Je fis mine de mal comprendre et montrai les nichons de Pamela en
disant: "Joli cockpit!" "Non," dit-il en riant,
"l'avion!" Il se resservit une dose d'alcool.
"Au fait, mon pote Karim m'a prêté une cassette,
il paraît que c'est super!" et alliant le geste à
la parole, il enclencha le magnétoscope qui montra une blondasse
s'empalant sur une queue noire assez longue.
Lucas à qui
il n'en fallait pas beaucoup sentit sa bite commencer à gonfler
et s'assit sur le lit pour plus de discrétion. Denis regardait,
assez subjugué et commenta en souriant: "Y'a que les blacks
pour avoir des trucs pareils!" et se rajusta le pantalon de survêtement
sûrement pour la même raison. Lucas lui répondit
qu'il ne fallait pas généraliser, que des blancs avaient
aussi de gros morceaux. "Ah oui?" fit Denis. "Lesquels?

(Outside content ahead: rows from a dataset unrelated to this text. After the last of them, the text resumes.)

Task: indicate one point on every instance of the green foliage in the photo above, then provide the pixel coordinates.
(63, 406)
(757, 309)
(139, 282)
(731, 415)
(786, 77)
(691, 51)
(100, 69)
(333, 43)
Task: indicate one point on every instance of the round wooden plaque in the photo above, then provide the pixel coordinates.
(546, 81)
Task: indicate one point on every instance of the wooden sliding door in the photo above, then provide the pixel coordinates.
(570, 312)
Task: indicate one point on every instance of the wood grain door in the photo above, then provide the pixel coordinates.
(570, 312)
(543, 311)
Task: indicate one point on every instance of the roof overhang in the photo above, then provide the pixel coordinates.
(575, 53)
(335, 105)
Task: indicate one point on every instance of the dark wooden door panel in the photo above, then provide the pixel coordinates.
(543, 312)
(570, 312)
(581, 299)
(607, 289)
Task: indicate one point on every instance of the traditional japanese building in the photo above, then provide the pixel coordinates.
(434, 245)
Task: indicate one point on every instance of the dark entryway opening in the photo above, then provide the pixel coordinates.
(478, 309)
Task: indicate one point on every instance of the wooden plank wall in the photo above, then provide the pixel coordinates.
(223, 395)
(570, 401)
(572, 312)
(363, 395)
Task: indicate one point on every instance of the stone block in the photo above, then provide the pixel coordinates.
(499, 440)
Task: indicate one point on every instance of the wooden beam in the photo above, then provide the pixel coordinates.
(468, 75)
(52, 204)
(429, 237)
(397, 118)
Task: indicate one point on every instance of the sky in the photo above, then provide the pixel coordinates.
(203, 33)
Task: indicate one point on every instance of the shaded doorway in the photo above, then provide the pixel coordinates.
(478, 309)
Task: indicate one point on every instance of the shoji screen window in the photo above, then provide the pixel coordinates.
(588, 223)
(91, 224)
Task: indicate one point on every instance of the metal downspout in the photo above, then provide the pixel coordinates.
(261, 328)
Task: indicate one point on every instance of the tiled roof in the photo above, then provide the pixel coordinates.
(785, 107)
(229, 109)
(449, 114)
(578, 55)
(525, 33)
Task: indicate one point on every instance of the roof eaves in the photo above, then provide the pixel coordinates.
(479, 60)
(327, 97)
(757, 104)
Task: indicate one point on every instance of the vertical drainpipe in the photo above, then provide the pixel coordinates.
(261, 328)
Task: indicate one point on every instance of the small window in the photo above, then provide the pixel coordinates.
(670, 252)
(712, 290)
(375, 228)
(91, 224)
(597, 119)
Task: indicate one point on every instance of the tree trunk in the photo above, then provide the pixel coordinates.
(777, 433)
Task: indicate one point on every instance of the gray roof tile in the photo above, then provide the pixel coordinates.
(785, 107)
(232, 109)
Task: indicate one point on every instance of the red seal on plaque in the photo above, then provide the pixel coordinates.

Tu peux m'en trouver?" Lucas se désigna de la main d'un
air désolé, comme pour dire qu'il ne fallait pas aller
chercher bien loin. "Ah oui?" répéta Denis,
"Montre ça!" en se calant sur le lit comme pour bien
profiter du spectacle. Lucas était à la fois gêné
et excité, gêné parce qu'il bandait comme un âne
et excité parce que ce petit gars croustillant voulait qu'il
lui montre sa bite et ça lui plaisait bien.
Il dégrafa
sa ceinture, ouvrit la braguette et descendit le pantalon sur les
genoux. Sa bite durcie faisait une longue barre épaisse et
horizontale tendant son mini slip, qu'il descendit d'un coup, libérant
son gros ressort qui se mit
à pointer vers Denis animé de petites pulsations. "Ah
la vache!" dit le jeune, se releva d'un bond et descendit son
jogging, puis un short large qu'il portait dessous. Une grosse barre
verticale, chez lui, venait distendre un caleçon à
petits carreaux, qu'il enleva d'un coup. De même que chez Lucas,
tel un ressort sa queue se déploya droit devant, ils se trouvaient
maintenant avec leur trique à une vingtaine de centimètres
l'un de l'autre. "Ah la vache!" répéta Denis
comme pour s'innocenter et sa main vint soupeser l'engin, la paume
sous le gland. Lucas fit de même mais tira un peu en arrière
pour décalotter complètement le bout.
Son petit gland
rose pointait un peu vers le haut, et se détachait dans la
pénombre du corps épais et brun. Denis soupira et amorça
un mouvement de va-et-vient dans la main de Lucas, puis il murmura:
"Suce-moi!" comme si ça n'était pas prévu
au programme! Ce dernier s'agenouilla, mit une main sur
chaque fesse d'une douceur enfantine et fit lentement glisser le long
sabre chaud dans sa gorge. Le petit n'avait sûrement pas l'habitude
d'un tel traitement et gémissait en approfondissant le mouvement,
tenant la tête de
Lucas de ses deux mains. La porte s'ouvrit lentement et un gros chat
tigré voulut entrer. Denis interrompit la séance de
pompage, le chassa et ferma la porte.
Il ouvrit une boîte,
en sortit un préservatif et dit à Lucas: "Tourne-toi!"
Ça, c'était pas prévu au programme, mais tant
pis, vivent les surprises! Lucas se sentait parfaitement détendu,
il valait mieux car le morceau de Denis était de
taille, et qu'il lui enfonça d'un coup sans préavis...
Après la douleur vint le plaisir, le petit chevauchait la croupe
avec ardeur, à tel point que seules les fesses en l'air de
Lucas étaient restées sur le lit: sa tête avait
presque
glissé dessous, bloquée par les basquets qui lui offraient
maintenant ses juvéniles exhalaisons. Denis cria presque alors
qu'il donnait les derniers coups de reins en jouissant, pendant que
Lucas, plus discret, honorait les draps fleuris. Il ne termina pas
sa bière car il était une heure du matin
passée.
Le réveil du lendemain fut difficile, mais il prit pour le
petit déjeuner un grand bol de Banania.